Chegou ao Brasil em 1923. Naturalizado brasileiro entre 1927 e 1928, projetou e construiu para si aquela que foi considerada a primeira residência moderna do país.

Warchavchik nasceu na cidade de Odessa, Ucrânia, então parte do Império Russo. Iniciou os estudos de arquitetura na própria Universidade Nacional de Odessa..

Em 1918 muda-se para Roma, Itália, ingressando no Regio Istituto Superiore di Belle Arti, diplomando-se em 14 de julho de 1920. Passa os dois primeiros anos de formado trabalhando para o professor e arquiteto neo clássico Marcello Piacentini (1881-1960), mais tarde conhecido como l’architetto del regime (fascista), e dirige a construção do Cinema-teatro Savoia (1922), em Florença.
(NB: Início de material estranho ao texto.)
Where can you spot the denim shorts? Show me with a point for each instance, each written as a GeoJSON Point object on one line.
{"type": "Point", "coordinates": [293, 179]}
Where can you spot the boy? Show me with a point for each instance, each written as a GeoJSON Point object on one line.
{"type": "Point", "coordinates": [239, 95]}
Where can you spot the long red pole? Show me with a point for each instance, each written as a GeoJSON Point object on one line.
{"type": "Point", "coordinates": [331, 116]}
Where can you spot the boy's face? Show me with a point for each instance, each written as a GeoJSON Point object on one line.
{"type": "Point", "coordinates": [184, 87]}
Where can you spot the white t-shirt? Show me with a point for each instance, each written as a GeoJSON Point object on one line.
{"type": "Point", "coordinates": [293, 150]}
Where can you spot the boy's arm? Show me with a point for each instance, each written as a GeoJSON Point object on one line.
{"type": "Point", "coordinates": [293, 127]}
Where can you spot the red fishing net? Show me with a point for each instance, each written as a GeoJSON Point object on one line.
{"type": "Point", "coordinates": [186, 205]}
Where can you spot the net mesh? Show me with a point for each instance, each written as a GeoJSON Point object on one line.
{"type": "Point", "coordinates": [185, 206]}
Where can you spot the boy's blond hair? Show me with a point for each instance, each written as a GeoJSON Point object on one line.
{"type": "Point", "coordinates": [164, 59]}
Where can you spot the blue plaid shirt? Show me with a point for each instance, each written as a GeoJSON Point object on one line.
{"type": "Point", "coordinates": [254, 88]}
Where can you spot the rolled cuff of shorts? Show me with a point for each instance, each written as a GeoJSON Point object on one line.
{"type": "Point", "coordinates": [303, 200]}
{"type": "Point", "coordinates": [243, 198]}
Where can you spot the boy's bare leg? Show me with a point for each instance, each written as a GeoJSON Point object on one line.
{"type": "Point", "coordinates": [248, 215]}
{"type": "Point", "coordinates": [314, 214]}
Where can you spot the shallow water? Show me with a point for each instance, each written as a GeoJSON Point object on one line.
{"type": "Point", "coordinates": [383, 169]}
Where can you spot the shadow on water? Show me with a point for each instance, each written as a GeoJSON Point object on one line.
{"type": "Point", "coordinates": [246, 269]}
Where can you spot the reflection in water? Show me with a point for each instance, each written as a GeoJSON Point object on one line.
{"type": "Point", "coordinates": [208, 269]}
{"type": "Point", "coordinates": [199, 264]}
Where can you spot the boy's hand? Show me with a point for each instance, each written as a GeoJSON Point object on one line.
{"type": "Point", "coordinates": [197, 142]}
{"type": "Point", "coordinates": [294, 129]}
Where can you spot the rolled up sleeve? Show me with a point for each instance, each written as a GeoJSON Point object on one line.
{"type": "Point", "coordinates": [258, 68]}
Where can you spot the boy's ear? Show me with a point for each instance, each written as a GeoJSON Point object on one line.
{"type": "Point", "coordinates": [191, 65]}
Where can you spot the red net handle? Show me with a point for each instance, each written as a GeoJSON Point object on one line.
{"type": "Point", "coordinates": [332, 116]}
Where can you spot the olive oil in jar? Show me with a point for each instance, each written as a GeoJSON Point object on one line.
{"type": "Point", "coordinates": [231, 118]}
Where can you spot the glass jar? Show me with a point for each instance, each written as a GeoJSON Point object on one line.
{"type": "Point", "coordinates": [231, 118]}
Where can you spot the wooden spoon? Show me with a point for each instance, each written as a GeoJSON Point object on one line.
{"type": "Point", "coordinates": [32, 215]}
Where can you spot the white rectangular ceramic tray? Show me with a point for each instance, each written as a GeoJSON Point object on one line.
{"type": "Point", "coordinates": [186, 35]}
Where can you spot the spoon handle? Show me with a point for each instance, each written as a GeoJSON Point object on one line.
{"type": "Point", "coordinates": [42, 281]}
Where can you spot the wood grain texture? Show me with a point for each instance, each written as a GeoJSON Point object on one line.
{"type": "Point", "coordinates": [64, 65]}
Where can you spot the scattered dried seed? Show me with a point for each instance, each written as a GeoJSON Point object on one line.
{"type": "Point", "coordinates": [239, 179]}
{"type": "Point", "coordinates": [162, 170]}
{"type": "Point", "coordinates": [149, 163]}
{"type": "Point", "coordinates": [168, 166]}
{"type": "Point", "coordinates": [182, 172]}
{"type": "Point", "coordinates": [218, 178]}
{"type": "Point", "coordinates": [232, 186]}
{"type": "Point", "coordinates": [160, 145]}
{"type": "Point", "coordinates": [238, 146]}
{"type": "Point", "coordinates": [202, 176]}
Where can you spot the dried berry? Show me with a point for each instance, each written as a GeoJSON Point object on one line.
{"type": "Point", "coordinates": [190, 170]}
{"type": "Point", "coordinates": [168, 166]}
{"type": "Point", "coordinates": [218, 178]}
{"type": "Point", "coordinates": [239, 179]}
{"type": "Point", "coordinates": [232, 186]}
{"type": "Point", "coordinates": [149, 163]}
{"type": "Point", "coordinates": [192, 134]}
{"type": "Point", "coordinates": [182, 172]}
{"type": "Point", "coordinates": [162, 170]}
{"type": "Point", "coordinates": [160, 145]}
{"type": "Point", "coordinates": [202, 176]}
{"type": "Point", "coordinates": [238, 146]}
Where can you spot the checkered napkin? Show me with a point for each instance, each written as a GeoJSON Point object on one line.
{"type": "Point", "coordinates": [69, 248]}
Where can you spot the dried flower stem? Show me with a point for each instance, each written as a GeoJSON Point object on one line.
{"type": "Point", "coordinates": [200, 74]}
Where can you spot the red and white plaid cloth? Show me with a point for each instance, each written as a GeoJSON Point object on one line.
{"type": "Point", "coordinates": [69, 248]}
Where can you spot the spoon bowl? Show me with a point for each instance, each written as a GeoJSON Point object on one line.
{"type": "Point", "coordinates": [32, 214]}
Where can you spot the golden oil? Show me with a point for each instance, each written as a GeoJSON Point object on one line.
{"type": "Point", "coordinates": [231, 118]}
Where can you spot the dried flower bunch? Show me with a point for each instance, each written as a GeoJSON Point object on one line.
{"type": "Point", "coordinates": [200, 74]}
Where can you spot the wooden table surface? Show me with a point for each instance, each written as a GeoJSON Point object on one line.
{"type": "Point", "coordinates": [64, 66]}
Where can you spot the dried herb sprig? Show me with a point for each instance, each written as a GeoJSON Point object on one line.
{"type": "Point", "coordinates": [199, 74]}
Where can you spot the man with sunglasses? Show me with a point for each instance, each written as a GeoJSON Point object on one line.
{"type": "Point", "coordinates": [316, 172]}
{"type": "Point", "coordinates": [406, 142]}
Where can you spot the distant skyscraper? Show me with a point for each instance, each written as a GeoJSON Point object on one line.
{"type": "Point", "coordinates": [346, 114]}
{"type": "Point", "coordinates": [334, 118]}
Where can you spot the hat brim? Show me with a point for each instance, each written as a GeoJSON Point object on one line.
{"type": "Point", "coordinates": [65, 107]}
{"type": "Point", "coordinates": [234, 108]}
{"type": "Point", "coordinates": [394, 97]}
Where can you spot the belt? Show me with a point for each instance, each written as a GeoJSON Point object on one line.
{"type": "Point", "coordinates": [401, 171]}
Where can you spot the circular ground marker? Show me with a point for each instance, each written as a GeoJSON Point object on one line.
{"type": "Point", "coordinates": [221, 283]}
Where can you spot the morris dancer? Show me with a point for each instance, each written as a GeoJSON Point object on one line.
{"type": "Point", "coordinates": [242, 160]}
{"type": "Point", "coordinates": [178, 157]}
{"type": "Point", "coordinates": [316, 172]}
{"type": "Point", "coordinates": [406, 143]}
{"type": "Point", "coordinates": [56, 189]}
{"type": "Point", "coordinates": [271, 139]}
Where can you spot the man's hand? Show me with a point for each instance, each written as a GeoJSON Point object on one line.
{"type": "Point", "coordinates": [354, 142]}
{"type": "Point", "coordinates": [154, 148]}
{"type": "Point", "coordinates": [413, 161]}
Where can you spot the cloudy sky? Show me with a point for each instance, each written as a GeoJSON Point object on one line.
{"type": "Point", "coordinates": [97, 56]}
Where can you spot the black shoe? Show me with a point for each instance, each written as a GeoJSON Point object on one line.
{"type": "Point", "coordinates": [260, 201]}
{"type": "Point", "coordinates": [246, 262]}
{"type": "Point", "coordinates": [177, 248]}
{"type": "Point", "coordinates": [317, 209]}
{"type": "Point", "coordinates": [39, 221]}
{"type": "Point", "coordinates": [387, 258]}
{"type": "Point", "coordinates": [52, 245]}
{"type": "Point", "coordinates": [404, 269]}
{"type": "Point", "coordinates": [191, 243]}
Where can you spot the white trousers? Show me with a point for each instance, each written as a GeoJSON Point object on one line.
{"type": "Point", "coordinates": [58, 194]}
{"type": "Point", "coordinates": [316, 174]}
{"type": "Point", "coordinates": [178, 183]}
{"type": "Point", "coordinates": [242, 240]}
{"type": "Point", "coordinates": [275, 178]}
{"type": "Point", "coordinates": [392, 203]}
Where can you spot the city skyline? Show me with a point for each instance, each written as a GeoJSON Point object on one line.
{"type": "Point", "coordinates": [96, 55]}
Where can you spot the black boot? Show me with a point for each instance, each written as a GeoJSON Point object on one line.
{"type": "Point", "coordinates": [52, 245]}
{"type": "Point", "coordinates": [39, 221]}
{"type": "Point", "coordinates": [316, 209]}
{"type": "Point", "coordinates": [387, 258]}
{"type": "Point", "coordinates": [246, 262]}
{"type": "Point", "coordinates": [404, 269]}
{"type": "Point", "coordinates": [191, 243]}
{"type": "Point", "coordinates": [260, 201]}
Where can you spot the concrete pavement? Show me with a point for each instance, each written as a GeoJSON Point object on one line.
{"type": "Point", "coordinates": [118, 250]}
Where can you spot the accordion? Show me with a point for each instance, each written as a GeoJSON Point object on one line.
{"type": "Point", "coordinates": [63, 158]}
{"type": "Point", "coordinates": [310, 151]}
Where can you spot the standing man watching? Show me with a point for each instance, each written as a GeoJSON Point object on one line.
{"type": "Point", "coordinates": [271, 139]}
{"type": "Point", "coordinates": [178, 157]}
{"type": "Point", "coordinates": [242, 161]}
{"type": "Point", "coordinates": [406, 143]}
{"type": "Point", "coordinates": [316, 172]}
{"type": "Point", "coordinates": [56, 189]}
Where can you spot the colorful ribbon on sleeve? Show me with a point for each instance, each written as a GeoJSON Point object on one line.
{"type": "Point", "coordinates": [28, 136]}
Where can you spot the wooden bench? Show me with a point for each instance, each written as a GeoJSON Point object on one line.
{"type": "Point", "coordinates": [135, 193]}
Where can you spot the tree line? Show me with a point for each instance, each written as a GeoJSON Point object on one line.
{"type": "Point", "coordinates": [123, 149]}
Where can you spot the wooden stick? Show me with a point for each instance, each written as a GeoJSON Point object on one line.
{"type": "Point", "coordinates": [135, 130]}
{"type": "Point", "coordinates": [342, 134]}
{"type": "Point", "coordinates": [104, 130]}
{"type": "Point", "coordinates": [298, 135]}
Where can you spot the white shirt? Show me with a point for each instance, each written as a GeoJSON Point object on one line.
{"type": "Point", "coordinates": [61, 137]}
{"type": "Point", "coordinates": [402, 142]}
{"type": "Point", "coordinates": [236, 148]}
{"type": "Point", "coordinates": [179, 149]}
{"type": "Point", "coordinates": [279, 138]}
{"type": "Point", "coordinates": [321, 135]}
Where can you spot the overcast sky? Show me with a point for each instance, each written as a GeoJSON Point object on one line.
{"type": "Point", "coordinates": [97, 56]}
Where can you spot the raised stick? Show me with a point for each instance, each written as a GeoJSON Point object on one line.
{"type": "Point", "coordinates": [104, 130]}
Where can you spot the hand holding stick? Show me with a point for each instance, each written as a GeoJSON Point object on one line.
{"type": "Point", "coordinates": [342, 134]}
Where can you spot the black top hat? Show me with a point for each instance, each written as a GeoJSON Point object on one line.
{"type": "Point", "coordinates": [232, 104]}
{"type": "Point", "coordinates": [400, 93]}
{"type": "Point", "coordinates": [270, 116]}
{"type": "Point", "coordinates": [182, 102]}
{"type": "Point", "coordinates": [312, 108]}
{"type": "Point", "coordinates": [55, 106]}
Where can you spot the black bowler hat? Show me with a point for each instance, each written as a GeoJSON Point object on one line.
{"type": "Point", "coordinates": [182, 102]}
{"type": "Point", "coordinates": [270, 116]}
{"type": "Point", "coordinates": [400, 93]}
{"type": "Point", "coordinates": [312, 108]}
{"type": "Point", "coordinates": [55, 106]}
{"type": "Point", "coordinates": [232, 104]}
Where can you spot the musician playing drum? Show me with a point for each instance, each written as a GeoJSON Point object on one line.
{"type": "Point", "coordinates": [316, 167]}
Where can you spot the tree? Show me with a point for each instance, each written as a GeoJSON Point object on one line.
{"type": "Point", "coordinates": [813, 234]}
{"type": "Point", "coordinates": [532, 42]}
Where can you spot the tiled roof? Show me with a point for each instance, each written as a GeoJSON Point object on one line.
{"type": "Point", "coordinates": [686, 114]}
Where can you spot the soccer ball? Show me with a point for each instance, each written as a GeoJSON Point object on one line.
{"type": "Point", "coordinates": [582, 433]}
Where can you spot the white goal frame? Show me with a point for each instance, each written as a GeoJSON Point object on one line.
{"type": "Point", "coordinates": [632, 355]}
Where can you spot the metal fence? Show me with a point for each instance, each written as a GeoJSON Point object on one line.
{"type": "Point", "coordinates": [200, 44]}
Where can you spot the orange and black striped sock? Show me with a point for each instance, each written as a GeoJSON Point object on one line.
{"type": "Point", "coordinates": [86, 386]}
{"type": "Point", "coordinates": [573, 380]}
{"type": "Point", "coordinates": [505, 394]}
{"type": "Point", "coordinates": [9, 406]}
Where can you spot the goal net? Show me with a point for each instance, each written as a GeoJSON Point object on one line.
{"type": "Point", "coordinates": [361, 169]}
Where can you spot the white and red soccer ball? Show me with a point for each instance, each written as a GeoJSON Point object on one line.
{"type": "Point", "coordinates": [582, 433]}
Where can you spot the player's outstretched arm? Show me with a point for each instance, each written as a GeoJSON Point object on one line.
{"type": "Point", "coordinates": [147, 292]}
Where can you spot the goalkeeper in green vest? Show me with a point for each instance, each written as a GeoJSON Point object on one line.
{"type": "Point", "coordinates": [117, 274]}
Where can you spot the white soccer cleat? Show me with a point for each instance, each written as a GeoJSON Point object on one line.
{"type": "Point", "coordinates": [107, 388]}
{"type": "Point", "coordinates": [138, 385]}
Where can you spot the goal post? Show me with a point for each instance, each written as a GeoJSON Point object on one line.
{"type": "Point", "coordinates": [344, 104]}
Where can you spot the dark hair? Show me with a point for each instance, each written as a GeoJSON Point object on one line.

Chega ao Brasil (segundo ele, “terreno preparado para minhas ideias e meus sonhos”) em 1923, no auge da vanguarda modernista, apenas um ano após a Semana de 22, encontrando aqui uma predisposição à aceitação das ideias que ele trazia da Europa – os preceitos de Walter Gropius (1883-1969), Mies van der Rohe (1886-1969) e Le Corbusier (1887-1966) – e já empregado pela Companhia Construtora de Santos, dirigida por Roberto Cochrane Simonsen, primeiro intelectual brasileiro a defender o trabalho racional dentro da indústria, seguindo a escola do taylorismo e do fordismo.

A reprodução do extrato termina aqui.